But She's Gone Now: Reading Anders Nilsen's Grief
In the preface to his 1976 novel Slapstick, Kurt Vonnegut tells a true story that sounds like farce. His sister died of cancer, he explains, which would've been an "unremarkable death, statistically" -- except for the fact her husband died two days earlier on "the only train in American railroading history to hurl itself off an open drawbridge."
Vonnegut then adds, in a paragraph of its own: "This really happened."
Republished last year, Anders Nilsen's Don't Go Where I Can't Follow tells the story of Nilsen's fiancée, Cheryl Weaver. In reproduced postcards and letters they sent to each other, in journals and sketches and cartoons of their lives, Nilsen shows us their time together until her death from cancer in November 2005.
This really happened.
Don't Go is a beautiful, brutal book. It's more than half over before the section called "The Hospital" -- mostly happy evidence of travel anecdotes and deepening love -- but I realized I'd been holding my breath as I turned each page. I knew what was coming, even as Nilsen didn't; couldn't. One page begins with his scrawled words "FAIRNESS IS A HUMAN DELUSION." It ends with "I WILL BE SO GRATEFUL IF THIS ALL TURNS OUT FOR THE BEST."
The final section, "The Lake," consists of the funeral attendees walking to water's edge to scatter Cheryl Weaver's ashes. Nilsen's still talking to her underneath each panel. ("I think you wouldn't have liked this very much, to have been there. Everyone fussing over you. It would have driven you nuts.") He avoids showing any faces, including his own, except for one moment where he's alone by the water and his tear-streaked cheek barely juts into frame.

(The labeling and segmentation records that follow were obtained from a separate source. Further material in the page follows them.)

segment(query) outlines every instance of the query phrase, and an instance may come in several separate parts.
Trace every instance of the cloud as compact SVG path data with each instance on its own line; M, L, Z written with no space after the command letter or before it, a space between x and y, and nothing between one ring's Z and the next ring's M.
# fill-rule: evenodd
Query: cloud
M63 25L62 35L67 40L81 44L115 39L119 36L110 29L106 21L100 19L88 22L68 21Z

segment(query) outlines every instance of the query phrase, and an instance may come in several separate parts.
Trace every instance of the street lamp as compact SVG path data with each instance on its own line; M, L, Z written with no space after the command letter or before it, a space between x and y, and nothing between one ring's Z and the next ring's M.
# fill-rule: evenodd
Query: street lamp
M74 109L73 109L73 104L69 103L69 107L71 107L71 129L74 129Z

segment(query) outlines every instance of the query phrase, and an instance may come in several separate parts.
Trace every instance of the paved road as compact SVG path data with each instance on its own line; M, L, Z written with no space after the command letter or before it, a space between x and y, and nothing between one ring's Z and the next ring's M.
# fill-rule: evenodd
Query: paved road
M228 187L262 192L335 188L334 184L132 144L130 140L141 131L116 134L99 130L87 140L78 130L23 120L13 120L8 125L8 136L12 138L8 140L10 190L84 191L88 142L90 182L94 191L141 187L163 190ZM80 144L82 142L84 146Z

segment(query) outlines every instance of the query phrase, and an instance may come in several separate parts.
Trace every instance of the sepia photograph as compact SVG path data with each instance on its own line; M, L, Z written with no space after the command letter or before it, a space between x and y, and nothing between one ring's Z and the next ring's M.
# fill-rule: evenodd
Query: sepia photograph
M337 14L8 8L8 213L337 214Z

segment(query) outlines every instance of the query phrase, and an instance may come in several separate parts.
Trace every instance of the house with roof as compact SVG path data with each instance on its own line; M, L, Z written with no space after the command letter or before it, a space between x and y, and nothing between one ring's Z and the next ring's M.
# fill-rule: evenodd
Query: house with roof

Why? Maybe he feared faces would've tipped it toward melodrama. Or maybe he just couldn't bring himself to draw them. In the author's note to the new edition, Nilsen writes that he originally meant for it to be a small, self-published book for family and friends. When it was conventionally published, he was "never entirely at peace with the idea of making money from the experience it depicts, or having some of the rawest moments of my life on display."
It was hard to shake the feeling that I shouldn't be reading this -- like I'd wandered into someone else's grief. No matter if I was invited, I was an intruder. I've been lucky. My experiences with death are limited. Those truly close to me who've left my life have left by choice: their choice, or mine. No matter how much I might miss them, it's mediated by the fact I know their stories continue. I'm just no longer a part of them.
Nilsen's The End continues his story, without her. It's a collection of material from the year after Weaver's death, expanded from their original publication in 2007: short sketches, fragmented dialogue, totemic mazes, men catching fire or struggling under enormous weights. "Hello, welcome to my life," one figure says. "The world has fallen apart. It's really quite spectacular. A wonderful subject for study."
The longest sections of the book show Nilsen -- again, almost always faceless -- engaging in frustrating conversations with shadowy others. He demands answers; he offers them money; even when he's talking to Weaver, she reminds him that she's dead and he's really only talking to himself. That's what The End is: Nilsen talking himself in circles and drawing to find a way out.
It's shockingly sad, as it should be. (The section called "Since You've Been Gone I Can Do Whatever I Want All The Time" is somehow more heartbreaking than its title.) It's not always despairing, though. There's an aching, vividly-colored plea to make more of life -- and its power isn't undercut by the sense Nilsen's trying to remind himself of that as much as his readers.
"But she's gone now," he says. "We are blessed, but we are not entitled to our blessings. Everything is a gift, everything is a borrowing."
When I was younger, and surer, I taught creative writing to university students. I told them they were welcome to bring autobiographical work to class, of course, but if they did they needed to expect it to be treated exactly like fiction. True or not, we'd dissect it just the same.
I don't think that any more. I know memoirs aren't beyond criticism, and that careful craft isn't the enemy of creative honesty. Nilsen no doubt made decisions to best generate effect: direct address, limited color, the recurring facelessness, the way the maze imagery creeps throughout. But right now -- call it compassion or cowardice -- these books left me at a loss. All I know is I'm grateful to have read them. I don't know what else to say.
This really happened.
Martyn Pedler is a writer and critic in Melbourne, Australia.